# Are the drift-diffusion equations from semiconductor physics analogous to solving an advection-diffusion problem?

I am trying to understand an extra terms that appears when I derive the drift-diffusion equations for semiconductors. The extra term (see below) comes from applying the chain rule to the advection term. The extra term behaves as a source term, however, I can't justify its physical meaning.

I think the semiconductor transport equations are analogous to solving the an advection-diffusion problem: the semiconductor equations possess a diffusion term and drift (advection) to describe current flow.
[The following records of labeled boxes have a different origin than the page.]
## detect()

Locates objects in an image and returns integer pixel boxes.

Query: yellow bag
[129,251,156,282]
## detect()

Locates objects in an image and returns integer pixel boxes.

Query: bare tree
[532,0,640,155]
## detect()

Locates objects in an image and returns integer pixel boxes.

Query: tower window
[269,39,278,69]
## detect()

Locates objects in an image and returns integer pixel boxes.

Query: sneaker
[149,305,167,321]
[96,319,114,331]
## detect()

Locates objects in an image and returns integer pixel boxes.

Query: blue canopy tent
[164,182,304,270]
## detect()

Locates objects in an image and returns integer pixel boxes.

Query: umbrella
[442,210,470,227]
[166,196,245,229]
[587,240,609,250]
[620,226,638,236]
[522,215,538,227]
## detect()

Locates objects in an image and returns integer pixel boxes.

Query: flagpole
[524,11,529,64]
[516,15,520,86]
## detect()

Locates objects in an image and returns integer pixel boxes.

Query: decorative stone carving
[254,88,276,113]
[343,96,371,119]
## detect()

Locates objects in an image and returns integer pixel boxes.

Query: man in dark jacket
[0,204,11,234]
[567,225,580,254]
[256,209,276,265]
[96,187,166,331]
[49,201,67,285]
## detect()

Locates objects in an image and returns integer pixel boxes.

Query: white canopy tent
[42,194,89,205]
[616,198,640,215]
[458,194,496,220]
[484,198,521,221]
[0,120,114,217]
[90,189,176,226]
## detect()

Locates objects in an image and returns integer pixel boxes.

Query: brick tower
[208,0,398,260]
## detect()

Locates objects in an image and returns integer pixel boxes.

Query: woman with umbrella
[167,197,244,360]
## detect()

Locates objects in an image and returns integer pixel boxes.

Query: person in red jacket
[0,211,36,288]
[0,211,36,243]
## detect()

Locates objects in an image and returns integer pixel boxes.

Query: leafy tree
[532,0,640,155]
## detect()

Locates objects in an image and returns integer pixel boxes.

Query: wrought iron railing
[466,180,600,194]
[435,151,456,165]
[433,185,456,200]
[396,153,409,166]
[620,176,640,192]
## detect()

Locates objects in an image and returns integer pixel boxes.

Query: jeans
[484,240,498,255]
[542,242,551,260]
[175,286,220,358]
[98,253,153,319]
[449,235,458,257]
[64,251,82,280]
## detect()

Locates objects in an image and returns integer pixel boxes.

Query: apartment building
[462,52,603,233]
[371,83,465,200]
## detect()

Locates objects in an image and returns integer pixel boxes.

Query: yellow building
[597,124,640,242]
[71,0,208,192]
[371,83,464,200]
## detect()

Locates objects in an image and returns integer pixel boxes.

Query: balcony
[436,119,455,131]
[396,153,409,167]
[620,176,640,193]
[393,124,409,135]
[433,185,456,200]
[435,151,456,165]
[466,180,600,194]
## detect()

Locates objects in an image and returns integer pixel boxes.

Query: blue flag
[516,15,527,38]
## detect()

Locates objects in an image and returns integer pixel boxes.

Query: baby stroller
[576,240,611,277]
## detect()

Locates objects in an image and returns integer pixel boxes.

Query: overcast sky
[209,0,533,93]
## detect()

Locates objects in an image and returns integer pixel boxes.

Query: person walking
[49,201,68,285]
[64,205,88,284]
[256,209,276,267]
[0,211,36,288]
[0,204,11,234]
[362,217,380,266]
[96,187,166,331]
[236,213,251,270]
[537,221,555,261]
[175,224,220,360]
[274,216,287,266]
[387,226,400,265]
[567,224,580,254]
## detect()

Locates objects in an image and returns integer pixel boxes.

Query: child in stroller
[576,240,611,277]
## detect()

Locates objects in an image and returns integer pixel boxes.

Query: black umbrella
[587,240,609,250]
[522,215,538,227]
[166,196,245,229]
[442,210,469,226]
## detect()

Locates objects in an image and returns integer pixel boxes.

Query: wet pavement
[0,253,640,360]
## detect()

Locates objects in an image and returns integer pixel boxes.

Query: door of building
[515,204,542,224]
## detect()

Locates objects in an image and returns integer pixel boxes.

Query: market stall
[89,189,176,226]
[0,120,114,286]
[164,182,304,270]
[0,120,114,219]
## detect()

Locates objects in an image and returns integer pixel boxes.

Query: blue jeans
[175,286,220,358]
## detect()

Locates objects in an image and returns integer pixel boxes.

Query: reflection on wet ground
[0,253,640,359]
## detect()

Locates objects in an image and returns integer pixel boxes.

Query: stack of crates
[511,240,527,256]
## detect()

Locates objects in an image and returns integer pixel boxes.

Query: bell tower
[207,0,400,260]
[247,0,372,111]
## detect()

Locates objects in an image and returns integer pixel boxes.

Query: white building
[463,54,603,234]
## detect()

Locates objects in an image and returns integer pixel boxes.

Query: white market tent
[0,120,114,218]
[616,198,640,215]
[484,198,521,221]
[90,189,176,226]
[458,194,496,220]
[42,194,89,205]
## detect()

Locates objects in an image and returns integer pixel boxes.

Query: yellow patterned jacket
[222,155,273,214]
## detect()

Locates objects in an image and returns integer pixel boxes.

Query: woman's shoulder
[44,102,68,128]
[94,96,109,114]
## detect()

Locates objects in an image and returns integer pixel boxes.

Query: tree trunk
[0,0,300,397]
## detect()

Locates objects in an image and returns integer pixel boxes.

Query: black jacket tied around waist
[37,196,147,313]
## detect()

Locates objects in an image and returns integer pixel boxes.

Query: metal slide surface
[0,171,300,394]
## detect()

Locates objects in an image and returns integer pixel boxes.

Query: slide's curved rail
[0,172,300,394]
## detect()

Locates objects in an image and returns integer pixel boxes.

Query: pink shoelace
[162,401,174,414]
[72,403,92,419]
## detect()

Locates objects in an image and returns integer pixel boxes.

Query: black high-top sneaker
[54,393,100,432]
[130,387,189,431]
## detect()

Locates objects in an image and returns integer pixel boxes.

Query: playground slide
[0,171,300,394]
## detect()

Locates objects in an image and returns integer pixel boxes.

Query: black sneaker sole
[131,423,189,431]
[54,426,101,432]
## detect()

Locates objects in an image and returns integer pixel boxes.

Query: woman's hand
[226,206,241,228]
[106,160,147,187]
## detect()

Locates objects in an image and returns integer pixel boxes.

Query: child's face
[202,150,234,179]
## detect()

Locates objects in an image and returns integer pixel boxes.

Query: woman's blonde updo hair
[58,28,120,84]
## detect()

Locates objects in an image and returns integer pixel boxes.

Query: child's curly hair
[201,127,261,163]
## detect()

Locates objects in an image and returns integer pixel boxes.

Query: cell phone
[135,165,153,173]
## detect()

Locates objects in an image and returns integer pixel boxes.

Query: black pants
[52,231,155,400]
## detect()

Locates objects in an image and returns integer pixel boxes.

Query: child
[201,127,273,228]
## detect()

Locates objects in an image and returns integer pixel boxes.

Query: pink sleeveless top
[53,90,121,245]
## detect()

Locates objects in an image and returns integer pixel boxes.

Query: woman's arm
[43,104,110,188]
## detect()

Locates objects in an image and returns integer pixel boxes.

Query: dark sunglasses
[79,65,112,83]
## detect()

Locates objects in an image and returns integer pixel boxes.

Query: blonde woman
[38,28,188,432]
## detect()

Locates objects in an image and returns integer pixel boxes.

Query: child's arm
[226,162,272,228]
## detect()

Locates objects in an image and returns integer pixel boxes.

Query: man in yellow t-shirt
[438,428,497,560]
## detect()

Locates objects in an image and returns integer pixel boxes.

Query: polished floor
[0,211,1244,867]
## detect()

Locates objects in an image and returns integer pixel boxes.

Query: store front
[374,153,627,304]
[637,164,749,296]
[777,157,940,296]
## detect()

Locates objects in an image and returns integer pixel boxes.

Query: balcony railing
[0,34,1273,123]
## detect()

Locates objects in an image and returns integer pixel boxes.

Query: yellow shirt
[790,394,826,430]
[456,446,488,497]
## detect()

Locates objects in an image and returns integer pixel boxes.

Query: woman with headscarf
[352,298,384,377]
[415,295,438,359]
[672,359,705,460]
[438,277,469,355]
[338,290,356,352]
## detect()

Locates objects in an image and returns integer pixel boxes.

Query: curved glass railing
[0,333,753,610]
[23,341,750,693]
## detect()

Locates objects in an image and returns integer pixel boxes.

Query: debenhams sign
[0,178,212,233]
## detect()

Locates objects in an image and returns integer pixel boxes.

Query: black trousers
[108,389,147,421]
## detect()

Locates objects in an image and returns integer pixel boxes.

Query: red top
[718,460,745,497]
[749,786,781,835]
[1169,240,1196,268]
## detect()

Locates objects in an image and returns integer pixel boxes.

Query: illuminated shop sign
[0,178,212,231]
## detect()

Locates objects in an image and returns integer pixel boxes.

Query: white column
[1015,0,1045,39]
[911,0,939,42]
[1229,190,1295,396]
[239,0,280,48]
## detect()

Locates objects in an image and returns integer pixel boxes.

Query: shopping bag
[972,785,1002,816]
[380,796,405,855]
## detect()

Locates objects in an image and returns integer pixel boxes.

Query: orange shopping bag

These equations are combined with the continuity equation so that particle number is conserved. The reaction-advection-diffusion equation has the same properties,

$$\frac{\partial n}{\partial t} = \nabla\cdot\left(\boldsymbol{v}n + D\nabla n \right) + S$$

where $n$ is the electron density, $\boldsymbol{v}$ is the drift velocity, $D$ is the diffusion coefficient and $S$ is the source function (generation and recombination of electrons).

In semiconductors the drift velocity is a function of electric field, $\boldsymbol{v}=\mu \boldsymbol{E}$ (where $\mu$ is a material constant - the mobility). When there is no divergence in electric field the drift velocity is zero and the transport is dominated by diffusion. In turn the electric field is found my solving Poisson equations.

Note that the differental operator acts on $\boldsymbol{v}$ and $n$ which are both function of $x$ therefore we must apply the chain rule to the adevection term,

$$\nabla\cdot(\boldsymbol{v}n) = \boldsymbol{v}\frac{\partial n}{\partial x} + n \frac{\partial\boldsymbol{v}}{\partial x}$$

Substituting in the expression for drift velocity gives,

$$\nabla\cdot(\boldsymbol{v_n}n) = \mu\boldsymbol{E}\frac{\partial n}{\partial x} + \mu n \frac{\partial\boldsymbol{E}}{\partial x}$$

Therefore the final expression is,

$$\frac{\partial n}{\partial t} = \underbrace{D\frac{\partial^2 n}{\partial x^2}}_{\textrm{Diffusion}} + \underbrace{\overbrace{\mu\boldsymbol{E}}^{\boldsymbol{v}}\frac{\partial n}{\partial x}}_{\textrm{Advection}} + \underbrace{\mu n \frac{\partial \boldsymbol{E}}{\partial x}}_{\textrm{?}} + \underbrace{S}_{\textrm{Source}}$$

The term marked with the question mark acts like an additional source term which generates/removes (depending on the sign) electrons when the field divergence is non-zero. If you take the example of the pn-junction, there is always a build-in electric field so how can this ever reach steady-state?

Simulation

I have simulated the formation of the pn-junction (neutral p-type on the left, joined to neutral n-type on the right) and I do indeed get generation of carriers in the region where there is no divergence of the electric field (i.e. the depletion region). To solve the equations I am doing a Crank-Nicolson time sweep. At every step I solve the Poisson equation to give the electric field profile, which is used in the subsequent time step to calculate electron (and hole) density.

Does anybody have an explanation for additional term? Or maybe there is something fundamentally wrong with my approach to solving the equations i.e. is re-calculating the Poisson equation at each time step valid and substituting the electric field into the advection-diffusion equations a valid approach?